PolskaPięciolatki obowiązkowo do przedszkola

Pięciolatki obowiązkowo do przedszkola

W przyszłym roku do przedszkoli obowiązkowo
pójdą pięciolatki. Ale w ostatniej dekadzie zlikwidowano w Polsce
jedną trzecią przedszkoli i dla wielu dzieciaków zabraknie miejsc -
zapowiada "Życie Warszawy".

28.11.2005 | aktual.: 28.11.2005 07:13

Minister edukacji Michał Seweryński jest optymistą. _ Chcemy, by już we wrześniu 2006 r. udało się wprowadzić obowiązkową naukę dla pięciolatków_- zapowiedział minister w Sejmie.

Odkąd przedszkola przeszły na utrzymanie samorządów, jest ich coraz mniej, gdyż jako pierwsze padają ofiarami cięć budżetowych. W 800 gminach w Polsce nie ma ani jednej takiej placówki. Piętnaście lat temu było w kraju 12,3 tys. przedszkoli, z czego 5299 na wsi. W ub. r. doliczono się tylko 8 tys. tych placówek, w tym 2,7 tys. na wsi.

Miejsc w przedszkolach nie ma nawet w Warszawie. W tym roku zabrakło ich dla kilkuset dzieciaków, a drugie tyle codziennie dojeżdża do placówek w oddalonych dzielnicach.

Przywracanie zamkniętych przedszkoli będzie kosztować budżet kilkadziesiąt milionów złotych rocznie. Wiceminister edukacji Jarosław Zieliński przyznaje, że posłanie pięciolatków do przedszkoli od września 2006 roku to zadanie na granicy wykonalności.

-_ Wiemy, że brakuje placówek, kadry, miejsc w istniejących grupach, trzeba pokonać problem dowozu dzieci. No i nie ma pieniędzy_ przyznaje minister. Ale nie traci optymizmu. Zapowiada, że grupy przedszkolne będą zakładane m.in. w pustoszejących szkołach podstawowych, a pięciolatki będą też musiały chodzić do zerówek, razem z sześciolatkami.

W większości krajów Europy do przedszkoli uczęszcza od 75 do 100 procent pięciolatków. Tymczasem spośród prawie 380 tys. polskich dzieci w tym wieku przedszkolakami zostaje 40 proc. W woj. podlaskim i zachodniopomorskim ten odsetek spadł do 10%.

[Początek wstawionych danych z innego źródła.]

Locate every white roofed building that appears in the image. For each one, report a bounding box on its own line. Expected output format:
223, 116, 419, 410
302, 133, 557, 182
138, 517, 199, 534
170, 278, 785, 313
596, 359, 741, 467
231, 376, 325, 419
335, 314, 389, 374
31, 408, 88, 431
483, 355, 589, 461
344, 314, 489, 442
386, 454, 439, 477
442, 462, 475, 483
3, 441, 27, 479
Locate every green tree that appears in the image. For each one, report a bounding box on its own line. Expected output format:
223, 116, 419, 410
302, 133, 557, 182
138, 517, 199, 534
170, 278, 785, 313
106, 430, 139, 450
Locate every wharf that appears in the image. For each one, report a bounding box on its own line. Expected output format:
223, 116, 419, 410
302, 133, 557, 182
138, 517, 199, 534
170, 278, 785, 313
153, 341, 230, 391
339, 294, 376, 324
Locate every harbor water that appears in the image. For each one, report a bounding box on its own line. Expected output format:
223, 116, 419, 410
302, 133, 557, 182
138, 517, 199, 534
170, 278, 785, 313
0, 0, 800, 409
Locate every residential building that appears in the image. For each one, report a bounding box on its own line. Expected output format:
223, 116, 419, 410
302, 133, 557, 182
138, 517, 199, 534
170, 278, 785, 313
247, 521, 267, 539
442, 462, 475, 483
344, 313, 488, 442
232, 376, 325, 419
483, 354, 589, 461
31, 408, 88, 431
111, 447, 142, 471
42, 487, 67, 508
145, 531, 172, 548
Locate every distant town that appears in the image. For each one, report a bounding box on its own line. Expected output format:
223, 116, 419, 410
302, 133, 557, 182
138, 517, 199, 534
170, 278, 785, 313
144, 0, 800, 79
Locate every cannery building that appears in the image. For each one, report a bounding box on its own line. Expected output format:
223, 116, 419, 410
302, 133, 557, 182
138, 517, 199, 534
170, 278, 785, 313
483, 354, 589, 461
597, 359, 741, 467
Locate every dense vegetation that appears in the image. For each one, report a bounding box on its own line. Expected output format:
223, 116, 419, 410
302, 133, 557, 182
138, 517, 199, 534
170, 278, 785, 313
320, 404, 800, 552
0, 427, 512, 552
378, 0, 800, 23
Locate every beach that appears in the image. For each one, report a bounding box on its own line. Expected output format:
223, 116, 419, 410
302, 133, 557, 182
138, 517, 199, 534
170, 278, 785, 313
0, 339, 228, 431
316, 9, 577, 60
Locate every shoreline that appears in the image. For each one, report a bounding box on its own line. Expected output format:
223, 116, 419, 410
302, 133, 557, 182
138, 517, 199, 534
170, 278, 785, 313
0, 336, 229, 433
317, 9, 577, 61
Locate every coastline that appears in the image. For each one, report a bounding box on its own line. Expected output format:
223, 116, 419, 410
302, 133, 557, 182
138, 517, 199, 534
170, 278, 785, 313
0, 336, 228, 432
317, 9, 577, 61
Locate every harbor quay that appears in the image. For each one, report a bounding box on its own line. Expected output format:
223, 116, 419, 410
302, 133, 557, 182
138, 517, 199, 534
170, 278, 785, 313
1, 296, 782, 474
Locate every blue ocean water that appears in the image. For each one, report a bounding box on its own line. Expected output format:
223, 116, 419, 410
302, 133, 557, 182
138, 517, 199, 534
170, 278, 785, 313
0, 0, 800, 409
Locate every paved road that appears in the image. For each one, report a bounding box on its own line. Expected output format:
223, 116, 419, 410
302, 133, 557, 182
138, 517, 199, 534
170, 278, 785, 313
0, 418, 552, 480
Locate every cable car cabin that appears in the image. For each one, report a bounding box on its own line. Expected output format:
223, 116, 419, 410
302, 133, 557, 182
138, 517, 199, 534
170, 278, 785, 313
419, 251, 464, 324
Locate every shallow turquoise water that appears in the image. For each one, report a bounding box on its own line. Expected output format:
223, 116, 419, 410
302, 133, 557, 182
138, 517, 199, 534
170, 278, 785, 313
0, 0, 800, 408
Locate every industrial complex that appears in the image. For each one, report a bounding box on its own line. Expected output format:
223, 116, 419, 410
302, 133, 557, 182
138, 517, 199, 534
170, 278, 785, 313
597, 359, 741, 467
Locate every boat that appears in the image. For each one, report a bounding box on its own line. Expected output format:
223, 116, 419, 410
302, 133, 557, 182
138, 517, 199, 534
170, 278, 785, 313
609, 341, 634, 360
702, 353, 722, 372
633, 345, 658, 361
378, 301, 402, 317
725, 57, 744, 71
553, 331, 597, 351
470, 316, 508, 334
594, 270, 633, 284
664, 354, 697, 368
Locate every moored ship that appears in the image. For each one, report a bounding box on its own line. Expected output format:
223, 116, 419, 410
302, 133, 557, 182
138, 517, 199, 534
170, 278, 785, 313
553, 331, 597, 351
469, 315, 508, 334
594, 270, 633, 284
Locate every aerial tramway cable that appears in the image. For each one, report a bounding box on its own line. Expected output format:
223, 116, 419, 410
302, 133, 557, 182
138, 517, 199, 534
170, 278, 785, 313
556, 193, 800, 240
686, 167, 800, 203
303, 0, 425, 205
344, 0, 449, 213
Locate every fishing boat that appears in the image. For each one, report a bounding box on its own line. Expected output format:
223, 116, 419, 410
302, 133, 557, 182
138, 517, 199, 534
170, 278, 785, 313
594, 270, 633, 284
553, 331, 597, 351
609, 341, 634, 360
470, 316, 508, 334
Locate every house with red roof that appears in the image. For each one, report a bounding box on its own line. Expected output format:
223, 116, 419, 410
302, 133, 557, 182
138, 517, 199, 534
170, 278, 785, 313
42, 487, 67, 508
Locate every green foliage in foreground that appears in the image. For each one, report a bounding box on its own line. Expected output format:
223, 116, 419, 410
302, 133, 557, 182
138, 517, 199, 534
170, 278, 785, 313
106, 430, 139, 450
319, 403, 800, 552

Nauczyciele z wiejskich szkół alarmują, że przez to do klas pierwszych trafiają coraz częściej dzieci na poziomie rozwoju czterolatka. W rywalizacji z rówieśnikami z dużych miast nie mają najmniejszych szans już na samym początku edukacji. (PAP)

Źródło artykułu:PAP
Wybrane dla Ciebie
Komentarze (0)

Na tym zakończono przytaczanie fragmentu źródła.